Fortunately, this resistance wasn’t built on dark threats to a family home. This was fan protest, at its purest. So well done you, too. The news that Daniel Levy, chairman of Tottenham, had been complaining that the last 48 hours have been ‘a PR disaster’ was the first sign that all was not well in the houses of pure avarice.
The party line was of club owners prepared to ride out the storm, expecting it, almost shrugging it off. That wasn’t true. At least three of the Premier League’s breakaway six were rattled. Could the Chelsea Pitch Owners actually ban them from playing at their own stadium, on their own pitch, indeed using their own name?
We may never find out — but it was on the agenda at a CPO meeting scheduled for Thursday. And all achieved by fans. Hitting the airwaves, social media forums, calling, demonstrating, taking direct action. A groundswell of opinion that couldn’t be ignored, even in Abu Dhabi.

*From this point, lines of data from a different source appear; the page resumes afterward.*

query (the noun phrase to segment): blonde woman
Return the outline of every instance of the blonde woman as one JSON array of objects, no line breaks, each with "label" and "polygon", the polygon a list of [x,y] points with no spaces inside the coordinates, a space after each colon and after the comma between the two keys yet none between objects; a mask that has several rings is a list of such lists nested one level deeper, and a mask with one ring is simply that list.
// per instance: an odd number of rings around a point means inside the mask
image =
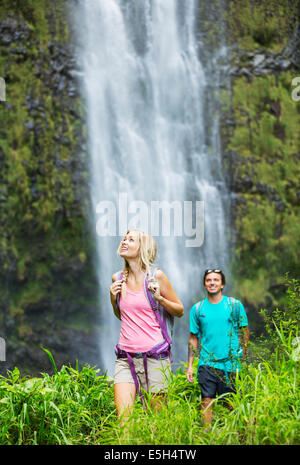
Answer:
[{"label": "blonde woman", "polygon": [[163,271],[150,276],[156,252],[153,237],[139,230],[127,231],[118,249],[124,267],[112,276],[110,298],[121,320],[114,374],[119,417],[131,413],[137,392],[144,401],[141,387],[152,393],[165,389],[173,320],[184,312]]}]

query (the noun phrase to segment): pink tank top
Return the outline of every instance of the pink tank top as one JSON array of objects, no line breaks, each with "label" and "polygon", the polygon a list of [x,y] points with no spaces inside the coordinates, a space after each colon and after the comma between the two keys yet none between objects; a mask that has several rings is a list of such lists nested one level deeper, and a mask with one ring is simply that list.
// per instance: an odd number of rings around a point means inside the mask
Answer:
[{"label": "pink tank top", "polygon": [[144,287],[137,292],[126,289],[120,296],[121,331],[119,346],[127,352],[147,352],[164,338],[155,313],[145,296]]}]

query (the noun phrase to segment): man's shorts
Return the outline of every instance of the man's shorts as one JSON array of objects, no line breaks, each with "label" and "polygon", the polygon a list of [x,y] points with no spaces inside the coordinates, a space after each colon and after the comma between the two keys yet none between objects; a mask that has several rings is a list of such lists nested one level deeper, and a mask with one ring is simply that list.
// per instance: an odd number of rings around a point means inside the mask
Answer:
[{"label": "man's shorts", "polygon": [[[161,392],[167,389],[167,377],[170,369],[170,359],[156,360],[147,358],[148,389],[143,358],[133,358],[137,379],[145,391]],[[118,358],[115,364],[114,384],[134,383],[127,358]]]},{"label": "man's shorts", "polygon": [[227,375],[229,385],[227,385],[226,375],[223,370],[208,365],[200,365],[197,376],[202,397],[213,399],[216,397],[216,394],[236,393],[234,387],[235,373],[228,372]]}]

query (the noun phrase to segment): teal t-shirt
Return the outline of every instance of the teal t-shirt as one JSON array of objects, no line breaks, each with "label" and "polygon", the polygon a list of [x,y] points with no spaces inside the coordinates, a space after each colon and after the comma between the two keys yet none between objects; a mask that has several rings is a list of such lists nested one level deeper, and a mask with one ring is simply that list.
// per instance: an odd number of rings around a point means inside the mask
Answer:
[{"label": "teal t-shirt", "polygon": [[239,328],[248,326],[243,304],[223,296],[218,304],[208,298],[197,302],[190,310],[190,332],[200,339],[200,365],[225,371],[240,369],[243,350],[239,344]]}]

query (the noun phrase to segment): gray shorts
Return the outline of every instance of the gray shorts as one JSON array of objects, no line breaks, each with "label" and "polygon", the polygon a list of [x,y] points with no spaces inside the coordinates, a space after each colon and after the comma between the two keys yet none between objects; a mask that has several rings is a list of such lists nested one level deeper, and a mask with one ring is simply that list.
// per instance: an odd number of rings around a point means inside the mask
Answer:
[{"label": "gray shorts", "polygon": [[[144,362],[142,358],[133,358],[135,372],[140,386],[148,392],[160,392],[167,389],[167,377],[170,372],[170,359],[156,360],[147,358],[148,388]],[[115,364],[114,383],[134,383],[127,358],[118,358]]]}]

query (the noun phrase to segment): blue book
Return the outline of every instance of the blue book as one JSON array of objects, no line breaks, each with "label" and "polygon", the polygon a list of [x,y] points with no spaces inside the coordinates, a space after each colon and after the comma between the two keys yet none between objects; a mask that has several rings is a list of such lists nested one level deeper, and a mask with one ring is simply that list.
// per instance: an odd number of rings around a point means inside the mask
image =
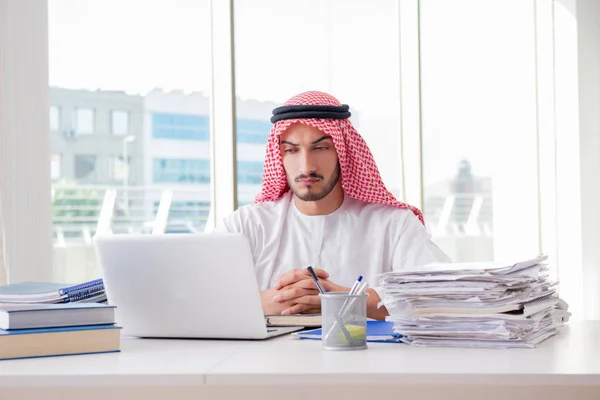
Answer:
[{"label": "blue book", "polygon": [[102,279],[79,284],[19,282],[0,286],[0,303],[58,303],[94,296],[104,291]]},{"label": "blue book", "polygon": [[115,323],[115,306],[99,303],[0,304],[0,329],[53,328]]},{"label": "blue book", "polygon": [[0,330],[0,360],[120,351],[115,325]]},{"label": "blue book", "polygon": [[[293,332],[299,339],[321,340],[321,328]],[[367,342],[399,343],[402,335],[394,332],[394,323],[388,321],[367,321]]]}]

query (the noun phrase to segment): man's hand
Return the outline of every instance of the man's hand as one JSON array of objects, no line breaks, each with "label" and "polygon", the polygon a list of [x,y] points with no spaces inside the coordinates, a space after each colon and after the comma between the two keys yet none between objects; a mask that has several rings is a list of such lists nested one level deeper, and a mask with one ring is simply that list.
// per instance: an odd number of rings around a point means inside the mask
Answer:
[{"label": "man's hand", "polygon": [[[315,268],[325,291],[331,291],[334,285],[327,281],[329,274]],[[265,314],[300,314],[321,311],[319,290],[305,269],[295,269],[283,274],[275,286],[261,292],[261,301]]]}]

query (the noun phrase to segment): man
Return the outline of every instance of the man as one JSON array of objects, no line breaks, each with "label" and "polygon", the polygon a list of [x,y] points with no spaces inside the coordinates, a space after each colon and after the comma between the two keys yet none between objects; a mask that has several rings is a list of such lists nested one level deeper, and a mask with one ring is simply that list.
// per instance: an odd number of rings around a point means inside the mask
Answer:
[{"label": "man", "polygon": [[[248,236],[265,314],[320,312],[306,271],[327,291],[348,291],[362,275],[449,261],[423,226],[421,212],[385,188],[349,107],[305,92],[273,111],[262,190],[227,217],[220,231]],[[368,289],[367,315],[383,319],[379,288]]]}]

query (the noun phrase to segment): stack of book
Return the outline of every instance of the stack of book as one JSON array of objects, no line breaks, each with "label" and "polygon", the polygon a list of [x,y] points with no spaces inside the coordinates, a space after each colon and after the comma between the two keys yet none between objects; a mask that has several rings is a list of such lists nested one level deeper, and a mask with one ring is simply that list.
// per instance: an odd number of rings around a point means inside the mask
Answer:
[{"label": "stack of book", "polygon": [[0,286],[0,359],[120,351],[115,307],[105,302],[101,280]]},{"label": "stack of book", "polygon": [[387,320],[414,346],[536,347],[570,316],[546,260],[434,263],[381,274]]}]

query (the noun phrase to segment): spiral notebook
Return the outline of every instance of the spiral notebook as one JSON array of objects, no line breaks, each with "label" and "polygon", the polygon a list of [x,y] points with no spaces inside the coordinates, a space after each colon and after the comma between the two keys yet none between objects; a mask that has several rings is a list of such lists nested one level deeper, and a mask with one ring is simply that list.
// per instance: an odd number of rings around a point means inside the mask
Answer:
[{"label": "spiral notebook", "polygon": [[58,303],[79,301],[104,291],[102,279],[79,284],[19,282],[0,286],[0,303]]}]

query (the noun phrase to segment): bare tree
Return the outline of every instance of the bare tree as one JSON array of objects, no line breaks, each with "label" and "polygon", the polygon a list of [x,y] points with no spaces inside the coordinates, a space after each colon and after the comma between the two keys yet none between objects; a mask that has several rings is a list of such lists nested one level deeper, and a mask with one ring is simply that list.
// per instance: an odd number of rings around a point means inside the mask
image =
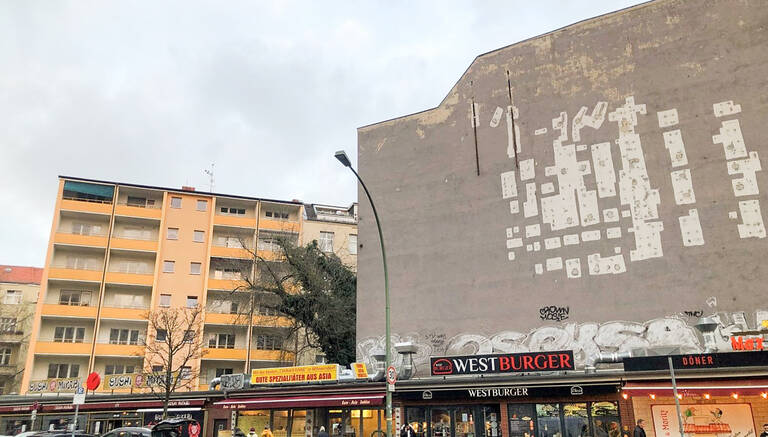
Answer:
[{"label": "bare tree", "polygon": [[165,419],[171,393],[194,389],[199,377],[199,369],[194,365],[204,353],[203,312],[200,306],[161,308],[151,311],[147,319],[145,362],[152,367],[162,366],[162,371],[149,375],[147,385],[163,401]]}]

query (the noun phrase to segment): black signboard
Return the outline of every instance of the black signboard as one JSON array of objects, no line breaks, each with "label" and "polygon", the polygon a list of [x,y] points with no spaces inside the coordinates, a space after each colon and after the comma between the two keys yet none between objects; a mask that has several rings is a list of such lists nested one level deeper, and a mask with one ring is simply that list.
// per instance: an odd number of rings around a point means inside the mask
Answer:
[{"label": "black signboard", "polygon": [[[768,366],[768,351],[672,355],[672,365],[677,370]],[[624,370],[627,372],[667,369],[669,360],[666,355],[624,359]]]},{"label": "black signboard", "polygon": [[432,376],[574,370],[573,351],[432,357]]}]

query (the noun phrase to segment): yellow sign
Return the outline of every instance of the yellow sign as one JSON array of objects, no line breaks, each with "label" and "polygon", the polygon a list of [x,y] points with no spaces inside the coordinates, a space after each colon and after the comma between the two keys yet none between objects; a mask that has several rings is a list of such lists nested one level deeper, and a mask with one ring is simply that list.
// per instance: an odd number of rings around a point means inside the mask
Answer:
[{"label": "yellow sign", "polygon": [[253,369],[251,371],[251,384],[290,384],[336,381],[338,372],[339,366],[336,364]]},{"label": "yellow sign", "polygon": [[357,379],[368,379],[368,368],[365,367],[365,363],[352,363],[352,373],[355,374]]}]

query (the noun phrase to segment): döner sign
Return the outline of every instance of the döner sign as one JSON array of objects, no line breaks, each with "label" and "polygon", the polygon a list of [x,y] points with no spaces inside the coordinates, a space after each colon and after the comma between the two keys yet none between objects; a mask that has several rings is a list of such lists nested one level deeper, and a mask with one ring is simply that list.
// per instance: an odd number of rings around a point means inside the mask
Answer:
[{"label": "d\u00f6ner sign", "polygon": [[573,351],[432,357],[432,376],[574,370]]}]

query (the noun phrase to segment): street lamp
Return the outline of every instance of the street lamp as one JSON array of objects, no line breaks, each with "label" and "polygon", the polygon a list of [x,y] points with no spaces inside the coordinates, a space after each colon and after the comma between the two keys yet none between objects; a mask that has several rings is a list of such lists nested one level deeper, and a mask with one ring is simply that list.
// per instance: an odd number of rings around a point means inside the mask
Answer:
[{"label": "street lamp", "polygon": [[[376,220],[376,228],[379,230],[379,243],[381,243],[381,261],[382,264],[384,264],[384,308],[385,308],[385,349],[384,349],[384,366],[387,369],[387,372],[389,371],[389,366],[391,363],[391,344],[390,344],[390,335],[389,335],[389,275],[387,273],[387,253],[384,250],[384,235],[381,233],[381,223],[379,222],[379,213],[376,212],[376,205],[373,203],[373,199],[371,199],[371,193],[368,192],[368,187],[365,186],[365,183],[363,183],[363,180],[360,179],[360,175],[357,174],[354,168],[352,168],[352,163],[349,161],[349,157],[343,150],[339,150],[336,152],[333,156],[336,157],[336,159],[339,160],[342,164],[344,164],[344,167],[348,167],[350,170],[352,170],[352,173],[355,174],[355,177],[357,178],[358,182],[360,182],[360,185],[362,185],[363,190],[365,191],[365,195],[368,197],[368,202],[371,203],[371,209],[373,209],[373,218]],[[393,437],[392,434],[392,392],[387,388],[387,406],[386,406],[386,417],[387,417],[387,437]]]}]

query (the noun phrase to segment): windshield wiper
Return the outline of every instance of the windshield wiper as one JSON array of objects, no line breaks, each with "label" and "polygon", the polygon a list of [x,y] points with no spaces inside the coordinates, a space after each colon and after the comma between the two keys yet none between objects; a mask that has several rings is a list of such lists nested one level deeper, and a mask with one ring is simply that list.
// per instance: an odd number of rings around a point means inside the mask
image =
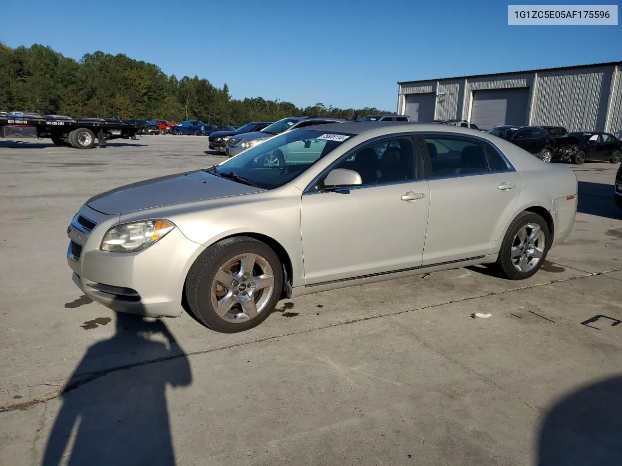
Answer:
[{"label": "windshield wiper", "polygon": [[238,183],[241,183],[243,185],[248,185],[248,186],[254,186],[255,185],[251,183],[251,180],[245,176],[240,176],[239,175],[236,175],[233,171],[228,173],[221,173],[220,171],[215,172],[219,176],[222,176],[223,178],[228,178],[233,180],[234,181],[238,181]]}]

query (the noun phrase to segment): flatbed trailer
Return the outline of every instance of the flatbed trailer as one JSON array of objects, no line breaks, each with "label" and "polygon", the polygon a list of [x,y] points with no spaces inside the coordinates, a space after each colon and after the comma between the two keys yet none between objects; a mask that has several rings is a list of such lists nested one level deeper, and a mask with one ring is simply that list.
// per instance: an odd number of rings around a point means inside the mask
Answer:
[{"label": "flatbed trailer", "polygon": [[0,117],[0,136],[6,127],[33,127],[38,138],[50,138],[56,145],[88,149],[97,143],[102,147],[106,142],[135,136],[141,126],[103,118],[45,119]]}]

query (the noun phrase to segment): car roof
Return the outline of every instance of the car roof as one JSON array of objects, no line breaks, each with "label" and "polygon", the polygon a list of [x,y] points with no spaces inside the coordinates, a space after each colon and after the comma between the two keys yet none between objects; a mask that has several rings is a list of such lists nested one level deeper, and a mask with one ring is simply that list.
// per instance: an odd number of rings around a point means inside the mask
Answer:
[{"label": "car roof", "polygon": [[442,123],[415,123],[412,121],[348,121],[343,123],[327,123],[305,127],[309,130],[335,131],[340,133],[361,134],[366,131],[378,129],[391,129],[395,130],[386,131],[386,134],[406,131],[430,131],[443,132],[463,132],[465,134],[480,134],[481,131],[470,128],[463,128]]}]

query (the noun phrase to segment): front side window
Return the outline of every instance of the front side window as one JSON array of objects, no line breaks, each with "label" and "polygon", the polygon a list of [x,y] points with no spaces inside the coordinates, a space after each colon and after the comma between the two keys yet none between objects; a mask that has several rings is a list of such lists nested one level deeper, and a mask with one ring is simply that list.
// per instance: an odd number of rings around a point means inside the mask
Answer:
[{"label": "front side window", "polygon": [[503,158],[499,154],[495,157],[496,151],[491,147],[485,151],[484,143],[477,139],[460,136],[429,135],[425,136],[424,140],[433,178],[478,175],[487,173],[489,170],[508,169]]},{"label": "front side window", "polygon": [[207,171],[271,190],[289,183],[353,135],[307,129],[287,131]]},{"label": "front side window", "polygon": [[412,139],[402,136],[368,144],[335,168],[354,170],[361,175],[363,185],[369,186],[414,180],[414,160]]}]

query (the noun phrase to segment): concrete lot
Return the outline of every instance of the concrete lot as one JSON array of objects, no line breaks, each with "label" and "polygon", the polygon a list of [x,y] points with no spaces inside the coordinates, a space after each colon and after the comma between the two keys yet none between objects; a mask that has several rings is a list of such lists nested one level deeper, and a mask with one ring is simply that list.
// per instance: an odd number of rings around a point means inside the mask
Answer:
[{"label": "concrete lot", "polygon": [[80,206],[222,160],[207,144],[0,139],[0,463],[622,464],[622,324],[595,318],[622,320],[616,165],[575,168],[574,231],[524,281],[473,268],[318,293],[233,335],[81,296]]}]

Now we wait for Tottenham, and the red clubs, to move. They are isolated, stranded. There could be a move to charge them with bad faith, maybe even exclude them from domestic competitions.
Ed Woodward’s resignation as Manchester United chief executive came as a shock
Could Tottenham even afford the punitive financial penalties of pulling out? Either way, it is a hard sell now. A 10-team Super League and dwindling — Barcelona and Atletico Madrid are nearing the exit door, too — without three of four Champions League semi-finalists, and many of the most storied teams in Europe.
Who buys that? Where’s the money to be mined from a scheme so poisonous, so wholly rejected?
Only the desperate remain, clubs whose owners have made it clear that they are not motivated by glory, but by mammon; who do not care a damn for competition or fair play. Discredited clubs, who have alienated the fans they must surely go crawling back to one day, knowing they have been left to twist in the wind by this desertion.
They signed contracts for 23 years; the ordinary supporters have shaken the edifice to its core in two days. The battle is not won yet. But it is surely the end of a very sordid beginning.